What was this wondrous thing? As the flame from the sacrifice ascended, the angel of Yahweh ascended in the flame. This is the divine acceptance of the sacrifice. The angel does not simply vanish. He becomes one with the offering as it goes up to God. This is a living picture of Christ, our great High Priest, who is both the one offering the sacrifice and the sacrifice itself. He offers Himself up to the Father, a fragrant aroma, and ascends to the right hand of the Majesty on high (Hebrews 9:14).

The response of Manoah and his wife is the only appropriate response to such an event. They fell on their faces to the ground. The casual conversation is over. The dawning realization has become a blinding certainty. They have seen God. Their immediate reaction, which we see in the next verses, is terror: "We shall surely die, for we have seen God!" This is the proper fear of the Lord, the beginning of wisdom. It is the creaturely recognition of the infinite gulf between sinful man and a holy God. They have moved from hospitality to holiness, from curiosity to prostration.

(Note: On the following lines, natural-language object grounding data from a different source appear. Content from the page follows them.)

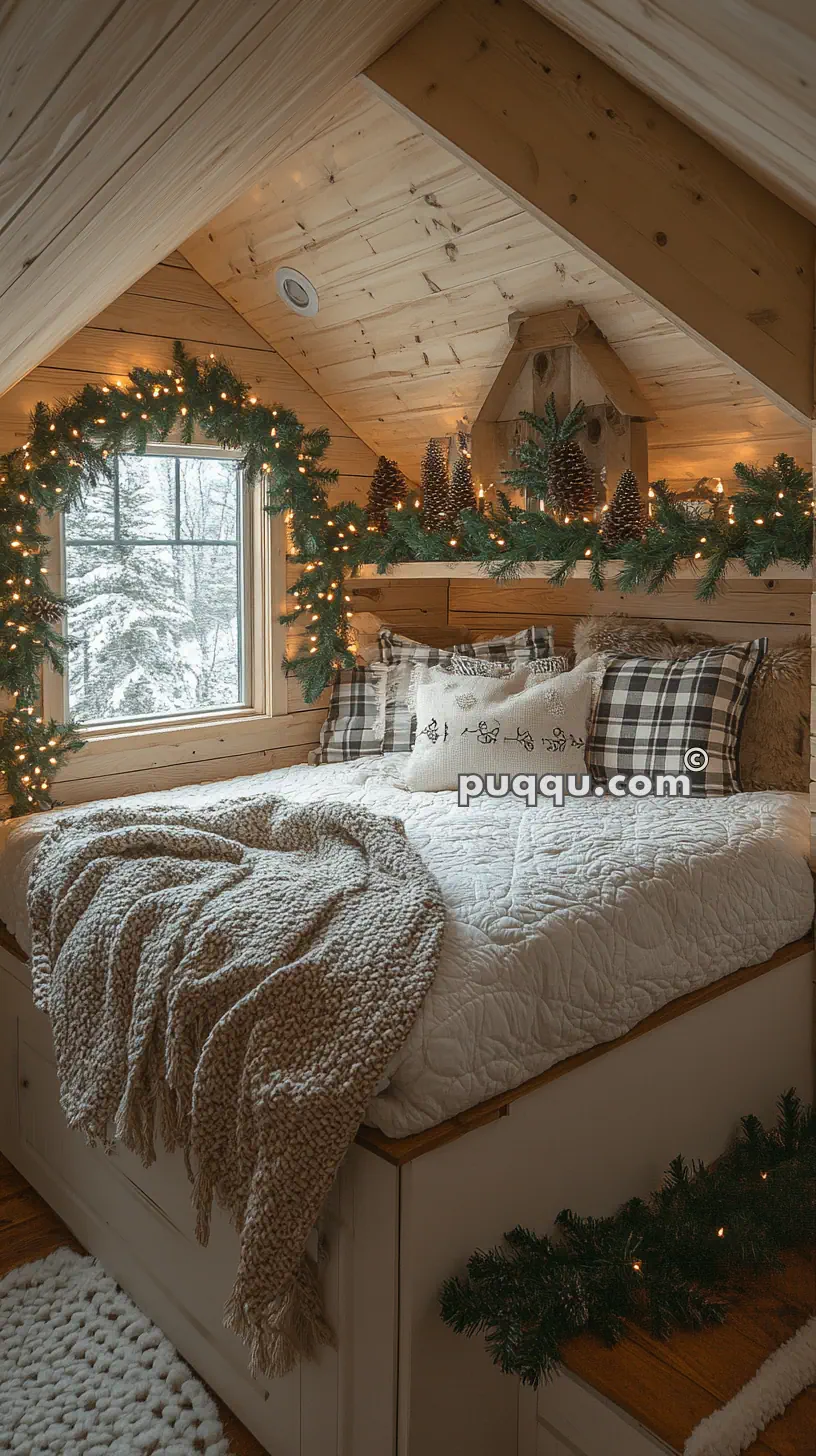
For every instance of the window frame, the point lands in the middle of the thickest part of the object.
(150, 743)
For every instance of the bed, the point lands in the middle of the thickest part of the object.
(569, 929)
(566, 926)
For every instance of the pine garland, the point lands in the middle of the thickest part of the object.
(70, 450)
(67, 453)
(666, 1264)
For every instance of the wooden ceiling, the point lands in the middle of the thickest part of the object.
(418, 262)
(126, 125)
(739, 72)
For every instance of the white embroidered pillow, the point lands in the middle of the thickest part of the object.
(513, 724)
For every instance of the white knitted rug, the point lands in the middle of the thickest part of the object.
(778, 1381)
(83, 1370)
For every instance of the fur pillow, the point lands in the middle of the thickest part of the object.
(773, 750)
(775, 730)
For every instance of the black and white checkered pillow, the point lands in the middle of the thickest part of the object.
(649, 714)
(402, 655)
(354, 722)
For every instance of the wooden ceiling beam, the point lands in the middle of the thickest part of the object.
(126, 127)
(554, 329)
(622, 179)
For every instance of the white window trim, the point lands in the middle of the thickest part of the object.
(184, 738)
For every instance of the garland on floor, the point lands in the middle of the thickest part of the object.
(72, 444)
(665, 1264)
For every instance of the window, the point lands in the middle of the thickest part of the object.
(155, 586)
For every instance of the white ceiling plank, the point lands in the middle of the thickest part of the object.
(171, 109)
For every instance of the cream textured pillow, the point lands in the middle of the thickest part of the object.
(496, 725)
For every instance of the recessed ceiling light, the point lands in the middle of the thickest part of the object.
(296, 291)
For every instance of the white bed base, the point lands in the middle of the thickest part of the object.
(399, 1382)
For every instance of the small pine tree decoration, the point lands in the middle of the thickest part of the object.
(386, 491)
(436, 488)
(554, 466)
(462, 495)
(624, 520)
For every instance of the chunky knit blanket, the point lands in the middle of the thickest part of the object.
(238, 974)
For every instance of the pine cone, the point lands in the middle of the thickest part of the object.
(42, 609)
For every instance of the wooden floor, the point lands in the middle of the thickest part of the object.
(29, 1229)
(669, 1386)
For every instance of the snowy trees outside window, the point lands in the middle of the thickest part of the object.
(153, 578)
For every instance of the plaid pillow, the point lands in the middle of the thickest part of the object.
(356, 717)
(402, 655)
(650, 712)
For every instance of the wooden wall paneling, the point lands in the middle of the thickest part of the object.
(783, 602)
(420, 264)
(628, 184)
(134, 124)
(174, 300)
(739, 73)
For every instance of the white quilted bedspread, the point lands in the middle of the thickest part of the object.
(566, 926)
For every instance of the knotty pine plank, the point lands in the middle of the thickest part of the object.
(29, 1231)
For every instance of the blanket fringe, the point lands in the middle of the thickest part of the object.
(287, 1330)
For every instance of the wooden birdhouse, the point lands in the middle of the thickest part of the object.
(564, 354)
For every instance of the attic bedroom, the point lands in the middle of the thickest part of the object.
(405, 851)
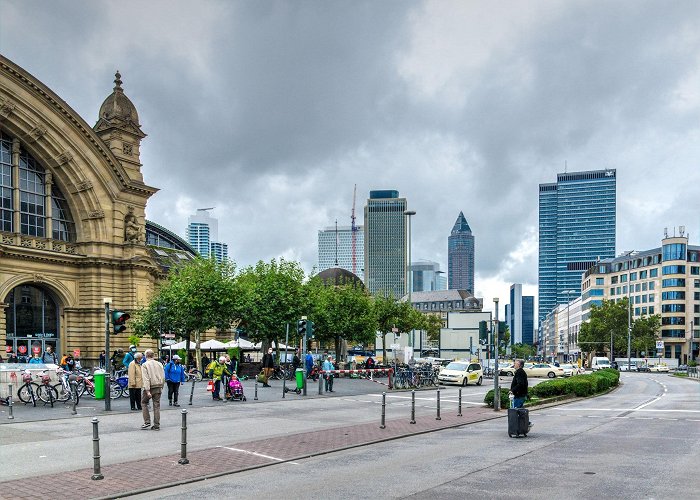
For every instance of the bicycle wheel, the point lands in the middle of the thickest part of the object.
(27, 393)
(46, 393)
(62, 395)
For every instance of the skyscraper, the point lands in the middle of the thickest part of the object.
(577, 227)
(520, 316)
(460, 256)
(330, 242)
(386, 243)
(203, 233)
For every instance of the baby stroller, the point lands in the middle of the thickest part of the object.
(235, 390)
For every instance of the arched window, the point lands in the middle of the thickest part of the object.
(29, 194)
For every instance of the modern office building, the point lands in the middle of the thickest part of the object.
(203, 235)
(577, 228)
(460, 256)
(335, 249)
(664, 280)
(427, 277)
(386, 243)
(520, 316)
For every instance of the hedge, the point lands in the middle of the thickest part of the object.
(578, 385)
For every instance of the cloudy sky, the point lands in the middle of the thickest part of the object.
(273, 111)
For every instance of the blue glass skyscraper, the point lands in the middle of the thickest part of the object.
(577, 227)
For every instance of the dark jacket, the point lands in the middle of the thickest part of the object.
(268, 361)
(519, 384)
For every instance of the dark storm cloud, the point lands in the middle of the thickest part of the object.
(273, 111)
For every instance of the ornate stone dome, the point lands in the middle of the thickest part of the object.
(118, 110)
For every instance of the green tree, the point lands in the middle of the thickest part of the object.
(342, 311)
(195, 297)
(608, 319)
(271, 294)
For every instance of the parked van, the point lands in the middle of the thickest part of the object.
(598, 363)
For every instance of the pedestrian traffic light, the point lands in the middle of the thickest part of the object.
(119, 319)
(483, 333)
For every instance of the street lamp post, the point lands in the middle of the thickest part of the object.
(496, 390)
(410, 214)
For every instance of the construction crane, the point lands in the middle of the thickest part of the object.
(353, 233)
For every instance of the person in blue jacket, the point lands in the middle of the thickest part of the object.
(174, 376)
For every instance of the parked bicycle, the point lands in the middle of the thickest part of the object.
(28, 392)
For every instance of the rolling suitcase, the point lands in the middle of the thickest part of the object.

Conclusion: Seeing God and Living

This encounter is a microcosm of the gospel. We, like Manoah, often try to approach God on our own terms. We want to offer Him our hospitality, our good works, our respectable religion. We want to treat Him as an honored guest, a helpful prophet, someone we can thank when things go our way. We want to know His name so we can file Him away in the proper mental box.

But God will not be managed. He refuses our paltry meals and demands a sacrifice. He reveals that His name is Wonderful, beyond our comprehension. And He shows us that the only way to approach Him is through an offering that He Himself provides and accepts in fire.

For us, that rock is Calvary. The sacrifice is the Lamb of God. And the wondrous thing is the resurrection and ascension. The Lord Jesus Christ offered Himself up in the fire of God's judgment against our sin. And in His ascension, He carried His own sacrifice into the heavenly places, securing our acceptance before the Father.

The proper response, then, is the same as Manoah's. It is to fall on our faces. It is to abandon all pretense of dealing with God as an equal. It is to see Him in His holiness and ourselves in our sinfulness. But unlike Manoah, we do not have to conclude, "We shall surely die." Because of the Wonderful One who ascended in the flame, we can hear the words of His wife, who had better theology at that moment: "If Yahweh had desired to kill us, He would not have accepted a burnt offering... from our hands." God's acceptance of the sacrifice of His Son is our guarantee of life. Because He has accepted Christ, He accepts us. Therefore, we fall on our faces not just in terror, but in grateful, prostrate, adoring worship.